Pour le Dr Bianchi-Demicheli les arguments avancés sont connus. «On invoque généralement une nécessaire discrétion, le respect de l’intimité, précise-t-il. Le médecin peut aussi estimer que ce n’est pas à lui d’aborder ces questions si son patient ou sa patiente ne le fait pas de sa propre initiative. Or la vérité c’est que ce patient est très généralement soulagé que l’initiative vienne de son médecin. On est ainsi dans une situation pour le moins paradoxale, chacun attendant sans le dire que l’autre prenne la parole…»

L’erreur serait ici de croire qu’il ne s’agit, tous compte fait, que de «confort». Outre le fait qu’une sexualité épanouie est un atout important pour ce qui est de la santé en général et de la qualité de vie, les dysfonctionnements de la fonction sexuelle peuvent être très fréquemment le reflet signifiant de troubles organiques. «L’anamnèse sexuelle  devrait faire partie intégrante de la consultation médicale habituelle plaide le Dr Bianchi-Demicheli. Nous savons tous l’importance des liens qui existent entre la psychique et l’organique, la sexualité et le somatique. Pourtant les praticiens n’intègrent pas assez cette donnée dans leur quotidien professionnel.»

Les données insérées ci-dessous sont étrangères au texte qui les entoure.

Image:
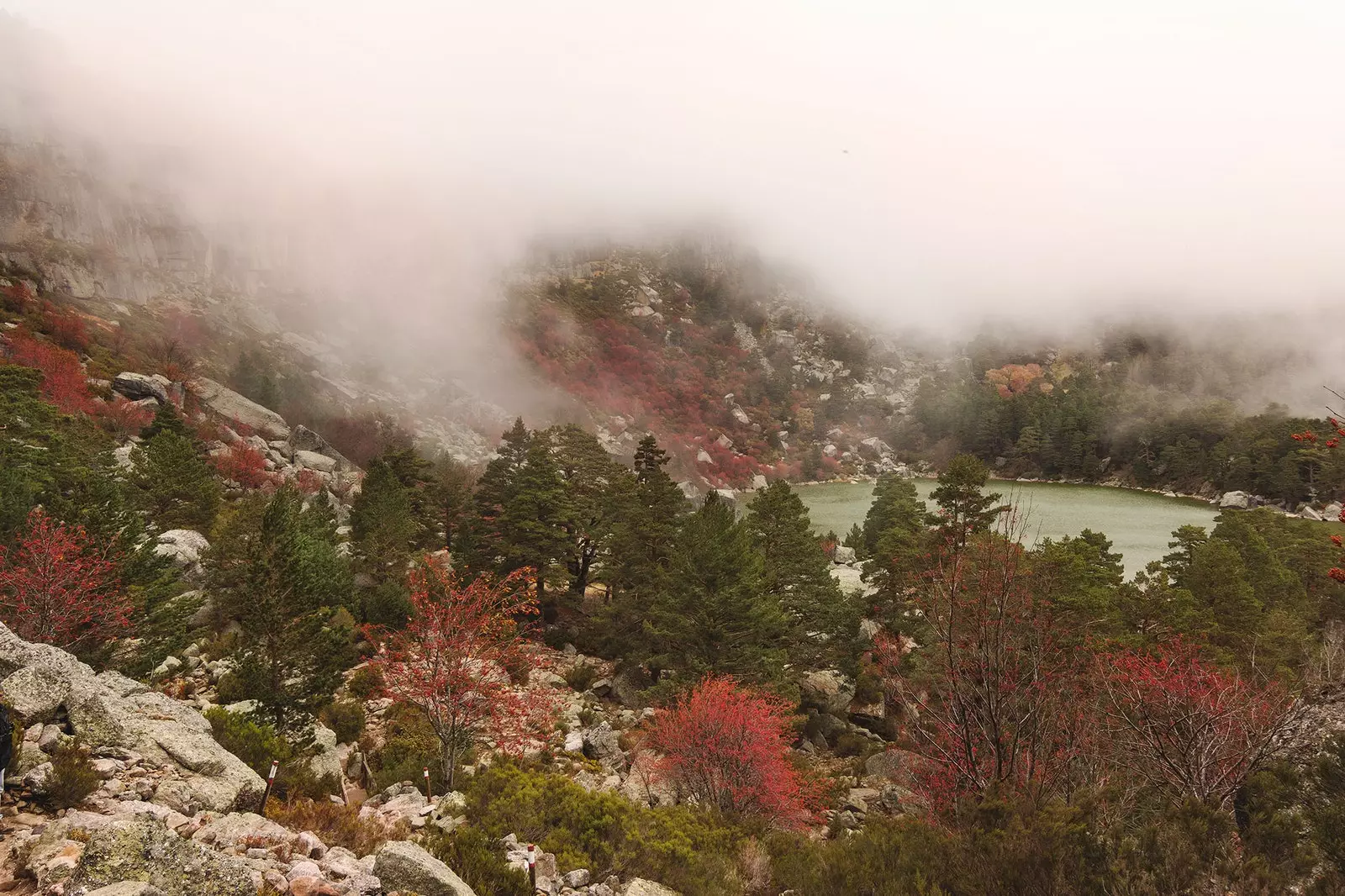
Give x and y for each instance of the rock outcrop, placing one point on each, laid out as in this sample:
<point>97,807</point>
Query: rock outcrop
<point>123,719</point>
<point>232,408</point>
<point>400,864</point>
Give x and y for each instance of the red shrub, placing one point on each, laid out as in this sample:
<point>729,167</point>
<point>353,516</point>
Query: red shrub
<point>64,382</point>
<point>65,327</point>
<point>58,586</point>
<point>244,465</point>
<point>1187,725</point>
<point>730,747</point>
<point>454,656</point>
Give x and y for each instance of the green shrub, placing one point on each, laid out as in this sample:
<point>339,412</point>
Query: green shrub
<point>409,747</point>
<point>582,677</point>
<point>335,825</point>
<point>73,777</point>
<point>367,683</point>
<point>688,849</point>
<point>230,689</point>
<point>852,744</point>
<point>255,743</point>
<point>479,862</point>
<point>298,781</point>
<point>346,717</point>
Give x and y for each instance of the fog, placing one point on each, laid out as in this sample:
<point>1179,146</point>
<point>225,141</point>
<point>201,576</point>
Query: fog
<point>928,163</point>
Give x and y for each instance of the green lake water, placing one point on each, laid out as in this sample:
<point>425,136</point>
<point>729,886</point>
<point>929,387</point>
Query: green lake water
<point>1140,524</point>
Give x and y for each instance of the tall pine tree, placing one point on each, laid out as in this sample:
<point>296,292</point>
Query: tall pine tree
<point>713,615</point>
<point>797,575</point>
<point>277,572</point>
<point>894,539</point>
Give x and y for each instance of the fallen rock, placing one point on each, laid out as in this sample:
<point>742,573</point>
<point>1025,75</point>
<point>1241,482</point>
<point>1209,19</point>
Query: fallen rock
<point>127,888</point>
<point>140,848</point>
<point>182,546</point>
<point>233,408</point>
<point>34,692</point>
<point>827,689</point>
<point>404,865</point>
<point>113,712</point>
<point>641,887</point>
<point>136,387</point>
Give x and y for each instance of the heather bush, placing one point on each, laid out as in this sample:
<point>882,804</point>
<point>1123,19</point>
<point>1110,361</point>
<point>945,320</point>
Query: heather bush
<point>346,719</point>
<point>73,775</point>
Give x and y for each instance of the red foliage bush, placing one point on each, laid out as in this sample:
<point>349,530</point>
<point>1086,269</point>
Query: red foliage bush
<point>121,417</point>
<point>244,465</point>
<point>64,382</point>
<point>728,746</point>
<point>1187,725</point>
<point>454,656</point>
<point>60,587</point>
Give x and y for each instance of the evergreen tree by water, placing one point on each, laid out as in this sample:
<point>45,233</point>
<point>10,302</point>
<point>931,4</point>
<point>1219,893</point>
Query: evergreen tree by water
<point>276,569</point>
<point>795,573</point>
<point>713,615</point>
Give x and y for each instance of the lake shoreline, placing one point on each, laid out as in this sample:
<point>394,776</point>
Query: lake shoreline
<point>1161,493</point>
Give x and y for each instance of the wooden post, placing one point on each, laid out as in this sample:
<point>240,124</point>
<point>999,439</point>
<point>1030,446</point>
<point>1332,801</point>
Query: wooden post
<point>271,781</point>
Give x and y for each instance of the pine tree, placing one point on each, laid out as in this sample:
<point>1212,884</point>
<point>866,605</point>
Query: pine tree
<point>277,572</point>
<point>650,514</point>
<point>795,573</point>
<point>713,616</point>
<point>531,522</point>
<point>383,525</point>
<point>477,546</point>
<point>596,488</point>
<point>894,539</point>
<point>181,488</point>
<point>963,508</point>
<point>166,420</point>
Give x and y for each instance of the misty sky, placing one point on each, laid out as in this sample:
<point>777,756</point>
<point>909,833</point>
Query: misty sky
<point>926,161</point>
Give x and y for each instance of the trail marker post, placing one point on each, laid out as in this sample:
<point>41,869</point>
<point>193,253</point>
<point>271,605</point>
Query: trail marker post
<point>271,782</point>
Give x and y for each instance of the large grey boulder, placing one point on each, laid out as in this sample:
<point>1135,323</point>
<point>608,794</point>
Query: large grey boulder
<point>136,387</point>
<point>404,865</point>
<point>111,710</point>
<point>827,689</point>
<point>34,692</point>
<point>233,408</point>
<point>140,848</point>
<point>641,887</point>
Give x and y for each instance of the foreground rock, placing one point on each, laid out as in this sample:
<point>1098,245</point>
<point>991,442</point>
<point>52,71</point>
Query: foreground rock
<point>404,865</point>
<point>140,848</point>
<point>120,717</point>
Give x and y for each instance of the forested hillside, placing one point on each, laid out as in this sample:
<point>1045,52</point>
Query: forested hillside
<point>741,374</point>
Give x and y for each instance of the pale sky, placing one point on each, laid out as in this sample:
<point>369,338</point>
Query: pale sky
<point>928,161</point>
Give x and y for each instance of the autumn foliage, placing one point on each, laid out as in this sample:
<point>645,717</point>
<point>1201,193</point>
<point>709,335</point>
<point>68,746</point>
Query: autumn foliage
<point>64,381</point>
<point>1187,725</point>
<point>60,587</point>
<point>726,746</point>
<point>244,465</point>
<point>1001,704</point>
<point>452,661</point>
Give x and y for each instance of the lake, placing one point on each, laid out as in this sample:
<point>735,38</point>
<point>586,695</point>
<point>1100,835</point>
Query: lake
<point>1140,524</point>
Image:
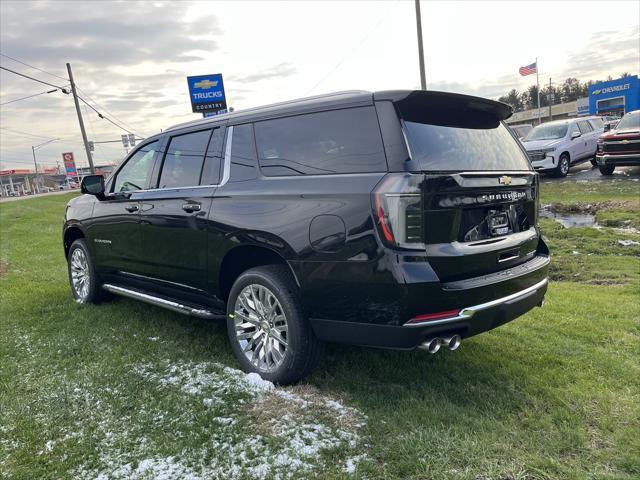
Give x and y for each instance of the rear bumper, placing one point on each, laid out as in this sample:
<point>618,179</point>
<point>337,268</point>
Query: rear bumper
<point>618,160</point>
<point>470,321</point>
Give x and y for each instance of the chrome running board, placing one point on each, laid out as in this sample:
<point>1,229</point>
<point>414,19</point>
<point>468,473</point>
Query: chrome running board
<point>161,302</point>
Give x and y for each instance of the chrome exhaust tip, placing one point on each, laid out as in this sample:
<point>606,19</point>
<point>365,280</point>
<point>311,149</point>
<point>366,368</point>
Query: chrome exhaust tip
<point>452,342</point>
<point>432,346</point>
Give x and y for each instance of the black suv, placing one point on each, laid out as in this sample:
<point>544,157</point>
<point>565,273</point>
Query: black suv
<point>396,219</point>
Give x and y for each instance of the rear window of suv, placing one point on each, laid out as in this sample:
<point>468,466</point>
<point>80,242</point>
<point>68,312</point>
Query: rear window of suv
<point>332,142</point>
<point>444,148</point>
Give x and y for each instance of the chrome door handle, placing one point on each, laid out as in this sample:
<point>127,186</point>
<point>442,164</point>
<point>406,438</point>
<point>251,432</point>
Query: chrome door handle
<point>191,207</point>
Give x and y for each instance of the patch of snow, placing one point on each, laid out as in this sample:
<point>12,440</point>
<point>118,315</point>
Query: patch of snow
<point>628,243</point>
<point>259,431</point>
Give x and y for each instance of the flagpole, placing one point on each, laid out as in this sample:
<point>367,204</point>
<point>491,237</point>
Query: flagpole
<point>538,82</point>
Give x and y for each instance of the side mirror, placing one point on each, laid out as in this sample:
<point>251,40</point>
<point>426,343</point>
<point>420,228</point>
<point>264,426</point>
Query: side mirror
<point>93,185</point>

Selon lui, l’apparition soudaine d’une dysfonction érectile est un très bon exemple de symptôme de nature sexuelle qui, chez l’homme, peut aiguiller vers une pathologie organique cardiovasculaire sous-jacente. Or mieux vaut interroger (avec le tact nécessaire) le patient lors d’un interrogatoire général (et mener les investigations nécessaires) plutôt que d’attendre que ce dernier aborde d’emblée le sujet. Comment comprendre que des médecins que l’on pourrait tenir pour être familier avec certaines réalités crues de l’existence puissent être à ce point gênés par des questions relatives au sexe?

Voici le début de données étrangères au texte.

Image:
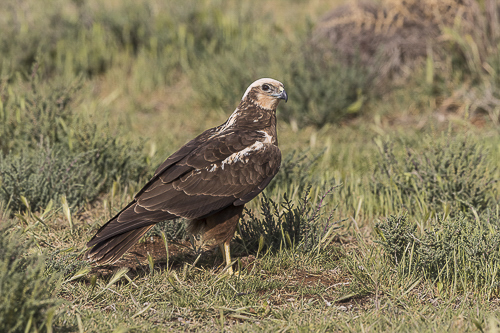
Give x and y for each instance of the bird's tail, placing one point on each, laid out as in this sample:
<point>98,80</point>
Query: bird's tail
<point>110,250</point>
<point>121,232</point>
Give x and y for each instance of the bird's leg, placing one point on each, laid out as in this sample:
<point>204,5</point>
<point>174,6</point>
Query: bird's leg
<point>225,250</point>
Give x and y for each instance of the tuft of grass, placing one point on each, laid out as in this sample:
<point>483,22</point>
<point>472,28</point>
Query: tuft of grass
<point>286,225</point>
<point>28,294</point>
<point>444,175</point>
<point>461,252</point>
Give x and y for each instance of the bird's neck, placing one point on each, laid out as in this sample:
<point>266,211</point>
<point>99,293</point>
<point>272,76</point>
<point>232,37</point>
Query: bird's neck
<point>249,116</point>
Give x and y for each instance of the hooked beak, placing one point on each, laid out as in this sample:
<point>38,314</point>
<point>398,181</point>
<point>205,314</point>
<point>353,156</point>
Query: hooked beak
<point>282,95</point>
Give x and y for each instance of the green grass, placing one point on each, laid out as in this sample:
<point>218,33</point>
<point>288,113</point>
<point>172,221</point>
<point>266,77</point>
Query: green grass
<point>384,216</point>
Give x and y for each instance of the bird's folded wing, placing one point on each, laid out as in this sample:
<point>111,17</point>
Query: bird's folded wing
<point>227,170</point>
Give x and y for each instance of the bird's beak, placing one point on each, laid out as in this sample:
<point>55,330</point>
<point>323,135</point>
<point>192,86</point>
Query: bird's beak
<point>282,94</point>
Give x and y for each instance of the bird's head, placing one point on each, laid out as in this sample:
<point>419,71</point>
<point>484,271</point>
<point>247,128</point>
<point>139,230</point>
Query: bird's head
<point>266,93</point>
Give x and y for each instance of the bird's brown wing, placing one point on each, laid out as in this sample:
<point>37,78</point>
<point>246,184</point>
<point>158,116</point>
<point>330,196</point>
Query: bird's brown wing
<point>224,170</point>
<point>230,169</point>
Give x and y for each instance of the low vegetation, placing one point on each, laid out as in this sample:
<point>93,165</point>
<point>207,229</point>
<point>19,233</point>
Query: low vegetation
<point>384,216</point>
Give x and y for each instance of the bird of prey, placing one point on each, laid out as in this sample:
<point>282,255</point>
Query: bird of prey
<point>207,181</point>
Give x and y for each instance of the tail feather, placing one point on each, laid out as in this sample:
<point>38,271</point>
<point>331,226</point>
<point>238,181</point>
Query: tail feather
<point>120,233</point>
<point>110,250</point>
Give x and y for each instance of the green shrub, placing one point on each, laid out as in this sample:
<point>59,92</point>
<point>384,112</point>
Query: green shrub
<point>324,90</point>
<point>27,293</point>
<point>47,149</point>
<point>462,250</point>
<point>447,172</point>
<point>45,174</point>
<point>287,225</point>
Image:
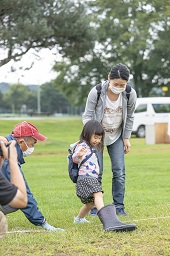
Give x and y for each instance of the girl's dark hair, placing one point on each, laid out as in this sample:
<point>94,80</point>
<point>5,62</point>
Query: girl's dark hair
<point>119,71</point>
<point>90,128</point>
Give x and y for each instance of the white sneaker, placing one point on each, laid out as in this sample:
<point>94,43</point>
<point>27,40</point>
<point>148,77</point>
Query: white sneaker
<point>80,220</point>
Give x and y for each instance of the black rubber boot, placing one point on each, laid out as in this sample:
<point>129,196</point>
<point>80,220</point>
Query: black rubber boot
<point>107,216</point>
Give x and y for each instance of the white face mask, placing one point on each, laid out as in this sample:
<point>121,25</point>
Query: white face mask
<point>116,90</point>
<point>29,151</point>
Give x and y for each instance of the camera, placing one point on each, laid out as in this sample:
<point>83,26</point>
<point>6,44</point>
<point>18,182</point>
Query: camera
<point>1,153</point>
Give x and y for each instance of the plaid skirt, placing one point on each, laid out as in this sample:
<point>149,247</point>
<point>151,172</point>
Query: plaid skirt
<point>86,186</point>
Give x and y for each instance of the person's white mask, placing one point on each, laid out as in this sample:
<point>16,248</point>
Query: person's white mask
<point>29,151</point>
<point>116,90</point>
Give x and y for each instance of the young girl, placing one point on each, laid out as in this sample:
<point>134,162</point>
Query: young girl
<point>88,188</point>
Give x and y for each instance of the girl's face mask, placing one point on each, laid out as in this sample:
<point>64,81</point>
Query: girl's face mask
<point>29,150</point>
<point>116,90</point>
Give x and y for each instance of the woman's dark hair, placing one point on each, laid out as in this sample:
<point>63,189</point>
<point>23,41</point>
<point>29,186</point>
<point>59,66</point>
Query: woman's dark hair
<point>90,128</point>
<point>119,71</point>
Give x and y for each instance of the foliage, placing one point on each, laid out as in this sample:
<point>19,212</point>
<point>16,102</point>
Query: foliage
<point>16,97</point>
<point>131,32</point>
<point>37,24</point>
<point>146,200</point>
<point>52,100</point>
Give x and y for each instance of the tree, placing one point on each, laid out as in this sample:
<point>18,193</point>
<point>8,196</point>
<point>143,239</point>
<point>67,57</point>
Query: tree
<point>16,97</point>
<point>131,32</point>
<point>52,100</point>
<point>37,24</point>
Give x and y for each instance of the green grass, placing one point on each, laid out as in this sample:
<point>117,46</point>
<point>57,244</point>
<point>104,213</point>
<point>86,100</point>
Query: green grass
<point>146,200</point>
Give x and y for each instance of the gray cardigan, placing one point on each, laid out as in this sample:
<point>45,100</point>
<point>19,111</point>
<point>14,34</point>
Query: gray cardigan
<point>96,112</point>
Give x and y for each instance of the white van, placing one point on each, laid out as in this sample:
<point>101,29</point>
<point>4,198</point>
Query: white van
<point>149,111</point>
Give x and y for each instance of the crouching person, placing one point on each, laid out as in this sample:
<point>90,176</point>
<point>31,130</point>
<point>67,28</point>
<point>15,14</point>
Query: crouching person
<point>88,188</point>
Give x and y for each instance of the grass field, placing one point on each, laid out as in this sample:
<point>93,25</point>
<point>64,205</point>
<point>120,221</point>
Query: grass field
<point>147,200</point>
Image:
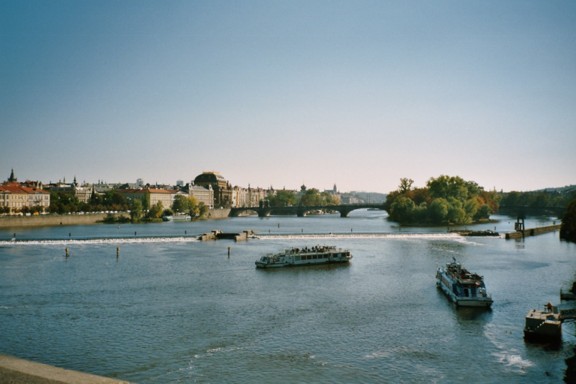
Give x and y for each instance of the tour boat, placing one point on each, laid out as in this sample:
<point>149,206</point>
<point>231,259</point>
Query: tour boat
<point>305,256</point>
<point>464,288</point>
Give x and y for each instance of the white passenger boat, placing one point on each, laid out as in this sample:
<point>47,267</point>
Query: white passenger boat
<point>305,256</point>
<point>464,288</point>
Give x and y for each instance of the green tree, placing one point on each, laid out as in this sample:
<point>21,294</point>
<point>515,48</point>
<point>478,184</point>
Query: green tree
<point>568,227</point>
<point>136,210</point>
<point>155,211</point>
<point>438,210</point>
<point>402,210</point>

 «Il faut certes compter avec l’absence de formation initiale des praticiens en matière de sexologie, répond le Dr Bianchi-Demichelli. Mais il y a aussi d’autres explications, plus concrètes. Ainsi, il n’est pas rare d’entendre des spécialistes d’urologie confier qu’il ne veulent pas s’embarrasser des questions de sexualité de leurs patients dans la mesure où ils savent qu’aborder ces questions va immanquablement allonger la durée de la consultation….» Un argument compréhensible d’un point de vue financier mais pour le moins paradoxal quand on a choisi cette spécialité médicale et chirurgicale.

Mais peut-être faut-il au fond ne voir là qu’une manière parmi d’autres chez les médecins d’exprimer une gêne vis-à-vis de ce continent toujours aussi mystérieux qu’est la sexualité humaine. Si tel devait être le cas, on en viendrait à cet autre paradoxe qui voudrait que ce soit non plus au médecin mais à ses patients de faire le premier pas pour exprimer ce qui n’est pas, loin s’en faut, toujours le plus simple.